Feature Request:
Catboost should handle nan categorical features, e.g. via marking it as a special categorical entry "Unknown" or via Mode Imputation.
current state produces an error:
CatBoostClassifier().fit(pd.DataFrame({'cat_feature':['USA','ILS','CAD',pd.np.nan]}), [1,1,0,0], cat_features=[0])
Traceback (most recent call last):
File "_catboost.pyx", line 1141, in _catboost._PoolBase._set_data_from_generic_matrix
File "_catboost.pyx", line 840, in _catboost.get_id_object_bytes_string_representation
_catboost.CatboostError: bad object for id: nan
During handling of the above exception, another exception occurred:
Traceback (most recent call last):
File "<input>", line 1, in <module>
File "/home/hanans/.conda/envs/retarget/lib/python3.6/site-packages/catboost/core.py", line 2153, in fit
silent, early_stopping_rounds, save_snapshot, snapshot_file, snapshot_interval)
File "/home/hanans/.conda/envs/retarget/lib/python3.6/site-packages/catboost/core.py", line 1090, in _fit
train_pool = _build_train_pool(X, y, cat_features, pairs, sample_weight, group_id, group_weight, subgroup_id, pairs_weight, baseline, column_description)
File "/home/hanans/.conda/envs/retarget/lib/python3.6/site-packages/catboost/core.py", line 656, in _build_train_pool
group_weight=group_weight, subgroup_id=subgroup_id, pairs_weight=pairs_weight, baseline=baseline)
File "/home/hanans/.conda/envs/retarget/lib/python3.6/site-packages/catboost/core.py", line 286, in __init__
self._init(data, label, cat_features, pairs, weight, group_id, group_weight, subgroup_id, pairs_weight, baseline, feature_names)
File "/home/hanans/.conda/envs/retarget/lib/python3.6/site-packages/catboost/core.py", line 637, in _init
self._init_pool(data, label, cat_features, pairs, weight, group_id, group_weight, subgroup_id, pairs_weight, baseline, feature_names)

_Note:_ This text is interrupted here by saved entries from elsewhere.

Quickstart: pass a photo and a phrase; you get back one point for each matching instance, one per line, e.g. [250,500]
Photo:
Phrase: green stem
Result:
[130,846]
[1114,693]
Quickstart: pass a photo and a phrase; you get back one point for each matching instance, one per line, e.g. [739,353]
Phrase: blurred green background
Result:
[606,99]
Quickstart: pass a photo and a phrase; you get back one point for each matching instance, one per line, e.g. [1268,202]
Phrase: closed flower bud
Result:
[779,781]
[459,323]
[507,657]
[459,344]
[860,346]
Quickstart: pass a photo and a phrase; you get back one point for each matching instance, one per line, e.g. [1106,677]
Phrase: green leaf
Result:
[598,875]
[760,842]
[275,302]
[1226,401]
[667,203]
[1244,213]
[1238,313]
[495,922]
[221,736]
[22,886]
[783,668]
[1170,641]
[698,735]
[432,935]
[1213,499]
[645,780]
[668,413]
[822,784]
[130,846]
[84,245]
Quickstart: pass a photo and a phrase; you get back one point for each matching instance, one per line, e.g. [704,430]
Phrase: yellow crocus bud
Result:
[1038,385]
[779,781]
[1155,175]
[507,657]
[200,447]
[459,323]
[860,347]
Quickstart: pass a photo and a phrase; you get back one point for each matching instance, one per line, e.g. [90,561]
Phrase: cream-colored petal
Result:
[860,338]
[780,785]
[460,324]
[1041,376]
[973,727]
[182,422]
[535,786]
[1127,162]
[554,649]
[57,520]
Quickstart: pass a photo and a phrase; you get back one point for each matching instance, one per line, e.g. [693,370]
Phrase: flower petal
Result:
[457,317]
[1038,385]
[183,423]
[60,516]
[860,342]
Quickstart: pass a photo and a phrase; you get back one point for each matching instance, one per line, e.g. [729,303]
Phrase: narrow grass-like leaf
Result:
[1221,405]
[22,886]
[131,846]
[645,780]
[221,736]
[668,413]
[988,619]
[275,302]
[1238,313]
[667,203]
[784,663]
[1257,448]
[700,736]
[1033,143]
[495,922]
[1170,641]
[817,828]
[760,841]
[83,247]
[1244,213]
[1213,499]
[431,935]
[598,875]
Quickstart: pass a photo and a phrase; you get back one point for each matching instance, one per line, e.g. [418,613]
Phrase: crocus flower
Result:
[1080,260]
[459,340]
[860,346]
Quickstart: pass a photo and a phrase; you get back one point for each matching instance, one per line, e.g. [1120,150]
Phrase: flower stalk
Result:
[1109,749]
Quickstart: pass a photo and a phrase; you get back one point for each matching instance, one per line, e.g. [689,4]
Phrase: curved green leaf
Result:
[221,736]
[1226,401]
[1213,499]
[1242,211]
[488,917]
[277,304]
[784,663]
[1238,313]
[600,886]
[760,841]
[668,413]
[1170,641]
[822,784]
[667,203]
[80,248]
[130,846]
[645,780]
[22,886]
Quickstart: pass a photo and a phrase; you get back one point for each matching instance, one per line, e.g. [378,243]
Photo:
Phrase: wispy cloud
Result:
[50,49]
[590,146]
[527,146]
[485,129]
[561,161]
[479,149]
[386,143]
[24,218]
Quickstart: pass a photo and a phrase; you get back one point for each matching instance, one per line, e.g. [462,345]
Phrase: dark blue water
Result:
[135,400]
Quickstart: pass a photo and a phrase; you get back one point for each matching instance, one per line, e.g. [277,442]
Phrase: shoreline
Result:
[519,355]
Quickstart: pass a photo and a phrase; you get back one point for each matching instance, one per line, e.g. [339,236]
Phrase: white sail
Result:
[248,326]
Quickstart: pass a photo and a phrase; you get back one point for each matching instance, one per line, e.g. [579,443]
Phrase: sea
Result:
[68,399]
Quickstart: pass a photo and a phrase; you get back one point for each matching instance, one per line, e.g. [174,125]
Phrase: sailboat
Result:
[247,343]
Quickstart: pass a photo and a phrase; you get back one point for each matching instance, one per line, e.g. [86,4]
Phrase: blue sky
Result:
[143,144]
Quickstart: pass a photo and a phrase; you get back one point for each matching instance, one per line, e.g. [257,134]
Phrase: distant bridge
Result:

File "_catboost.pyx", line 1032, in _catboost._PoolBase._init_pool
File "_catboost.pyx", line 1038, in _catboost._PoolBase._init_pool
File "_catboost.pyx", line 1161, in _catboost._PoolBase._set_data_and_feature_names
File "_catboost.pyx", line 1143, in _catboost._PoolBase._set_data_from_generic_matrix
_catboost.CatboostError: Invalid type for cat_feature[3,0]=nan : cat_features must be integer or string, real number values and NaN values should be converted to string.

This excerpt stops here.